Why?
Precision, recall, and F1 score is always something I have a problem understanding, so I have decided to write this to help myself remember every time I forget. Let us first define some evaluation metrics, and then, we will go into precision, recall, and finally the F1 score
Evaluation Metrics Definitions
False Positive / False Alarm / Type I Error
This is when something is marked as positive, but in reality, it isn’t positive.
E.g. A patient who is diagnosed to have cancer, but in reality, does not have cancer is a false positive.
False Negative / Miss / Type II Error
This is when something is marked as negative, but actually it was positive.
E.g. A patient goes to a physician, but is sent home because the physician said he was fine. If, in reality (s)he had a disease, (s)he is a false negative.
Sensitivity / Recall / Hit Rate / True Positive Rate
\[TPR = \frac{TP}{P} = \frac{TP}{TP + FN} = \text{How many positive cases are actually positive?}\]This says how often did an agent classify something as positive when that sample was in fact positive. In other words, the proportion of positives that are correctly identified.
E.g. Percentage of sick people to be correctly identified as being sick.
Specificity / Selectivity / True Negative Rate
\[TNR=\frac{TN}{N} = \frac{TN}{TN+FP} = \text{How many negative cases are actually negative?}\]This says how often did an agent classify something as negative when that sample was in fact negative. In other words, it measures the proportion of negatives that are correctly identified.
E.g. The percentage of healthy people who are actually identified as being healthy.
Precision / Positive Predictive Value
\[PPV=\frac{TP}{TP+FP}\]This tries to answer what proportion of positive identifications were actually correct.
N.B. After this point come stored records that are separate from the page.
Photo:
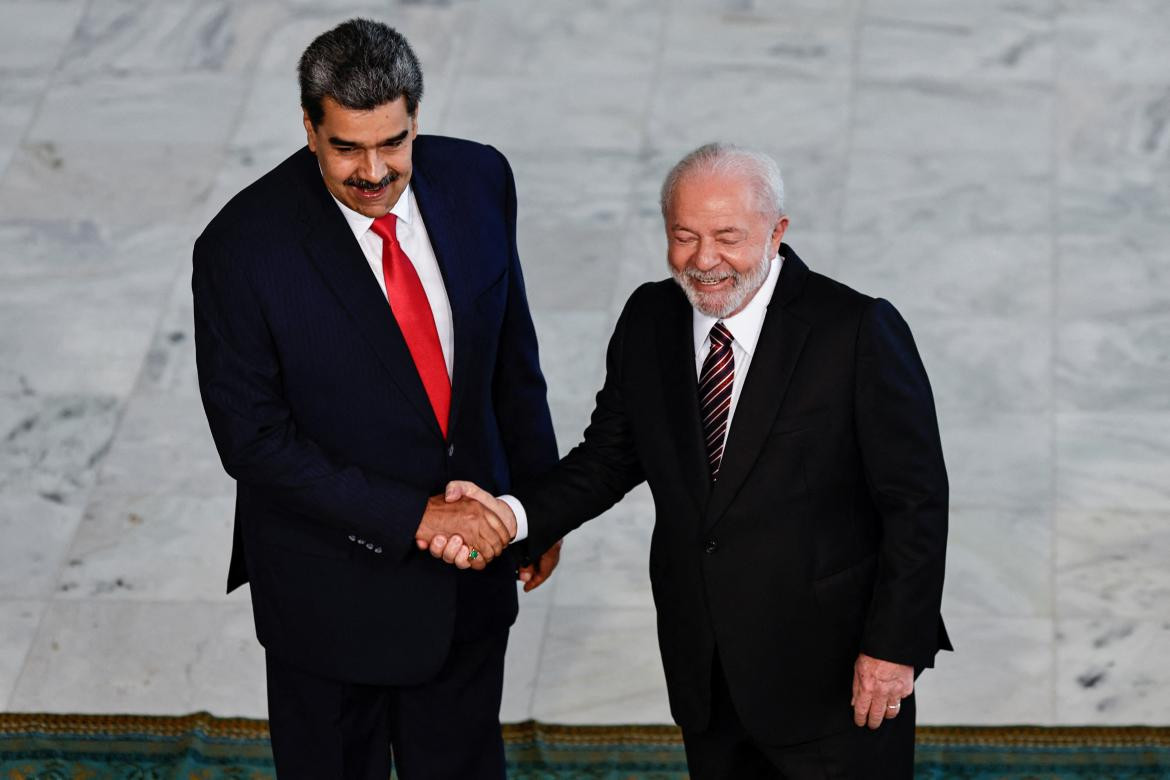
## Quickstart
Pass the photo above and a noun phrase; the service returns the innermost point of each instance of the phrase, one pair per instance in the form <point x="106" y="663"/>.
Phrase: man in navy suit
<point x="363" y="337"/>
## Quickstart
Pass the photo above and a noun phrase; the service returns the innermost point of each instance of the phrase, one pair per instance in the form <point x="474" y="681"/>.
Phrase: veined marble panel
<point x="179" y="35"/>
<point x="151" y="547"/>
<point x="910" y="193"/>
<point x="958" y="12"/>
<point x="20" y="94"/>
<point x="53" y="444"/>
<point x="522" y="663"/>
<point x="797" y="47"/>
<point x="998" y="564"/>
<point x="584" y="188"/>
<point x="20" y="620"/>
<point x="165" y="181"/>
<point x="1113" y="564"/>
<point x="1113" y="275"/>
<point x="988" y="364"/>
<point x="1113" y="461"/>
<point x="1000" y="672"/>
<point x="568" y="264"/>
<point x="750" y="108"/>
<point x="1109" y="671"/>
<point x="164" y="447"/>
<point x="543" y="38"/>
<point x="768" y="11"/>
<point x="1110" y="124"/>
<point x="1116" y="200"/>
<point x="572" y="357"/>
<point x="605" y="563"/>
<point x="1114" y="366"/>
<point x="177" y="109"/>
<point x="952" y="116"/>
<point x="573" y="111"/>
<point x="36" y="533"/>
<point x="1100" y="41"/>
<point x="600" y="665"/>
<point x="35" y="33"/>
<point x="82" y="335"/>
<point x="954" y="276"/>
<point x="894" y="48"/>
<point x="146" y="658"/>
<point x="1000" y="461"/>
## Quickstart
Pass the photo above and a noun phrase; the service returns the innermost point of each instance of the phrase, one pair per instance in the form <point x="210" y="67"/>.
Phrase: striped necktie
<point x="715" y="395"/>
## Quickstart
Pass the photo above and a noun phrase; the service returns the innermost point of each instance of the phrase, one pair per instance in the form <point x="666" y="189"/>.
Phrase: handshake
<point x="469" y="527"/>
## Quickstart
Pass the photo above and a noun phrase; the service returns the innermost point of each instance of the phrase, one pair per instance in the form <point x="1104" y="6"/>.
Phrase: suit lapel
<point x="442" y="228"/>
<point x="777" y="351"/>
<point x="338" y="257"/>
<point x="680" y="388"/>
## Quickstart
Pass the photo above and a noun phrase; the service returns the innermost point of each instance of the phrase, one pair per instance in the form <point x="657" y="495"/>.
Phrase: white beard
<point x="725" y="302"/>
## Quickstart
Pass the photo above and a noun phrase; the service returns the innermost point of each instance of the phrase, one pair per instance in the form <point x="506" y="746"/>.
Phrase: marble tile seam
<point x="40" y="101"/>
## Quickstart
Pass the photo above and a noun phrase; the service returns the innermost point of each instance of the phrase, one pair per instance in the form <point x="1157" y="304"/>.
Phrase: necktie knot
<point x="386" y="227"/>
<point x="721" y="336"/>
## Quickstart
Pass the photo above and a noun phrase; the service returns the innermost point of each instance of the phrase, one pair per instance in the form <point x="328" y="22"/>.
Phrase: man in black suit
<point x="363" y="337"/>
<point x="786" y="429"/>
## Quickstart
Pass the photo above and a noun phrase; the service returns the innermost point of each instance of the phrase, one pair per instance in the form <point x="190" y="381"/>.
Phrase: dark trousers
<point x="724" y="751"/>
<point x="446" y="727"/>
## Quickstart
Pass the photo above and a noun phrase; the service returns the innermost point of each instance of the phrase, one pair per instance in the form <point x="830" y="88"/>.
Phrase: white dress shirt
<point x="744" y="328"/>
<point x="412" y="235"/>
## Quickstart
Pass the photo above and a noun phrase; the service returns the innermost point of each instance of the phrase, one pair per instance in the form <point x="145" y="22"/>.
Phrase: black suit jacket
<point x="825" y="532"/>
<point x="319" y="415"/>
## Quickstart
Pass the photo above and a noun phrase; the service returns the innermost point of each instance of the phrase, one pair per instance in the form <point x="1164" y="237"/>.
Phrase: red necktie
<point x="412" y="310"/>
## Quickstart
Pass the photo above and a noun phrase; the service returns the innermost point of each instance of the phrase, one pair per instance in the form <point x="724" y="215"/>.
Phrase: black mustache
<point x="369" y="186"/>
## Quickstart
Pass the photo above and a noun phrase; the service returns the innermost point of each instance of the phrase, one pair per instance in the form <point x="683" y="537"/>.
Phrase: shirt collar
<point x="747" y="324"/>
<point x="359" y="223"/>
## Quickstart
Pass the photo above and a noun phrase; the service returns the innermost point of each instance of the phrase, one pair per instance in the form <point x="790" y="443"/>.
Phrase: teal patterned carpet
<point x="204" y="747"/>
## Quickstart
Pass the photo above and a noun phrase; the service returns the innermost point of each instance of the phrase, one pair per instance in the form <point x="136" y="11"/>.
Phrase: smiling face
<point x="720" y="241"/>
<point x="364" y="156"/>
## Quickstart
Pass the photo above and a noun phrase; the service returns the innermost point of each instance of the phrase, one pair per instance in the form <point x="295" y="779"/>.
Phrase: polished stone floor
<point x="999" y="170"/>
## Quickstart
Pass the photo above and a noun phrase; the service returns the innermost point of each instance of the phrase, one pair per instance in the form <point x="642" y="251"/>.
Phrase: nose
<point x="706" y="256"/>
<point x="372" y="167"/>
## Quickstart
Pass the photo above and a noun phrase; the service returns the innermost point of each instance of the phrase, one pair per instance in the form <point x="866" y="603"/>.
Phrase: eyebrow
<point x="389" y="142"/>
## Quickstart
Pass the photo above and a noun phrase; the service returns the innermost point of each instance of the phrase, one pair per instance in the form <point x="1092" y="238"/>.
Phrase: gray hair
<point x="722" y="159"/>
<point x="362" y="64"/>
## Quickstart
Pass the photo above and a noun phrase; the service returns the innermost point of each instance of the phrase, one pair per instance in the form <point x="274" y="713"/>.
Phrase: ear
<point x="782" y="225"/>
<point x="310" y="132"/>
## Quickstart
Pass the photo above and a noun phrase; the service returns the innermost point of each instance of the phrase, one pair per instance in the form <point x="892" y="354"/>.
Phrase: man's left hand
<point x="879" y="688"/>
<point x="535" y="574"/>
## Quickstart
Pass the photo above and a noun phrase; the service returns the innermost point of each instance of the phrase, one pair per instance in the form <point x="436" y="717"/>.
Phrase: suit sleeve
<point x="598" y="471"/>
<point x="901" y="451"/>
<point x="252" y="423"/>
<point x="518" y="391"/>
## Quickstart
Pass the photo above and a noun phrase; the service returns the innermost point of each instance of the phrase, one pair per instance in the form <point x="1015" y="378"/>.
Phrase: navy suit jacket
<point x="319" y="415"/>
<point x="825" y="533"/>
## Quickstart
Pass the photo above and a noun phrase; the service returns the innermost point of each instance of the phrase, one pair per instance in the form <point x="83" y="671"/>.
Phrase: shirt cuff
<point x="521" y="517"/>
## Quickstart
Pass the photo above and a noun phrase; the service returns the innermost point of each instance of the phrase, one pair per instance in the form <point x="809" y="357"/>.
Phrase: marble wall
<point x="999" y="170"/>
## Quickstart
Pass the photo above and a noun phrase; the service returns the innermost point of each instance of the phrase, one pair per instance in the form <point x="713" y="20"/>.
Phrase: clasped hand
<point x="466" y="518"/>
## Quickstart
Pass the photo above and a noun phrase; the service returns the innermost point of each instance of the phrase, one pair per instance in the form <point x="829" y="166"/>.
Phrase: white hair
<point x="723" y="159"/>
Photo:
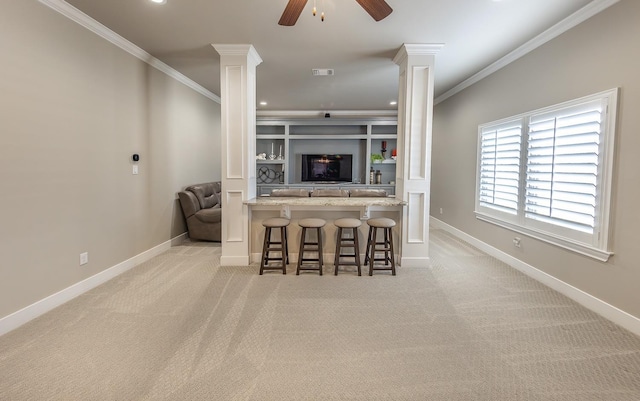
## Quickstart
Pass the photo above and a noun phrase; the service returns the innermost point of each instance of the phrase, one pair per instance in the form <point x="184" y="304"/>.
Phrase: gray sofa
<point x="201" y="205"/>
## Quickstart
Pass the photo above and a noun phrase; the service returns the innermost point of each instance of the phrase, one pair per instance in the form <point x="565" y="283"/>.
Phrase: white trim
<point x="609" y="312"/>
<point x="26" y="314"/>
<point x="406" y="261"/>
<point x="320" y="114"/>
<point x="550" y="238"/>
<point x="234" y="260"/>
<point x="94" y="26"/>
<point x="561" y="27"/>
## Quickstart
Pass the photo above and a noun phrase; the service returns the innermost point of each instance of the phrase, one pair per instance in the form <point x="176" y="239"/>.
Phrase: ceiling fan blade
<point x="291" y="12"/>
<point x="378" y="9"/>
An agent that produces no false positives has a precision of 1.
Precision and Recall
Let us remember the definitions of precision and recall:
\[\text{precision} = \frac{TP}{TP+\color{yellowgreen}{FP}} \quad \quad \quad \text{recall}=\frac{TP}{TP+\color{cyan}{FN}}\]Ideally, you want to have both precision and recall to be equal to 1. As one can see, when you choose to focus more on precision, it means that you choose to minimize the false positives. When you choose to focus on recall, you want to lower the number of false negatives. Now, why would we want to have precision and recall? Isn’t accuracy enough?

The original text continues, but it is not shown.